ILIGAN CITY, Philippines—The local government here is mobilizing its employees and other volunteers to make coffins for the rising number of dead due to the destructive flood wrought by Tropical Storm “Sendong” over the weekend.
According to Iligan City information officer Melvin Anggot, the measure came up after a meeting of the crisis management committee Sunday during which the concern about keeping the dead was brought up.
Some 80 coffins were targeted for completion by Tuesday to cope with the demand.
Anggot added that the city government even helped procure and provided formaldehyde for embalming purposes.
As of Monday morning, the city social welfare and development office recorded a total of 279 deaths based on the number of bodies accounted for, and 230 persons still missing.
On Sunday, Mayor Lawrence Cruz called on the local government employees who were not badly hit by the flood to volunteer time for various relief actions.
The city was observing a Muslim holiday Monday.
The service capacities of four funeral parlors in the city have been heavily squeezed due to the high number of fatalities from the flood.
Even the biggest, Capin Funeral Homes, already begged off attending to the continuing stream of dead bodies recovered from various coastal areas in the city and nearby Misamis Oriental towns.
As of Sunday, around 30 more dead bodies were recovered off the coasts.
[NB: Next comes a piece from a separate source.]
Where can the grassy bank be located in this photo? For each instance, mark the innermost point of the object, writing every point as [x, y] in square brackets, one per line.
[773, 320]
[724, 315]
Nineteen of the cadavers were transported from Laguindingan and Initao towns in Misamis Oriental.
Anggot said that of the total number of dead bodies found, 80 have yet to be identified, hence, not yet embalmed.
Already, local health officials have recommended mass burial of the bodies, which are already in advanced state of decomposition.
City health officer Levi Villarin told local radio RMN-dxIC that their personnel, along with experts from the Philippine National Police, were assessing the individual state of each of the cadavers in order to recommend which among these need immediate burial.
Villarin also said each cadaver will be duly profiled and documented.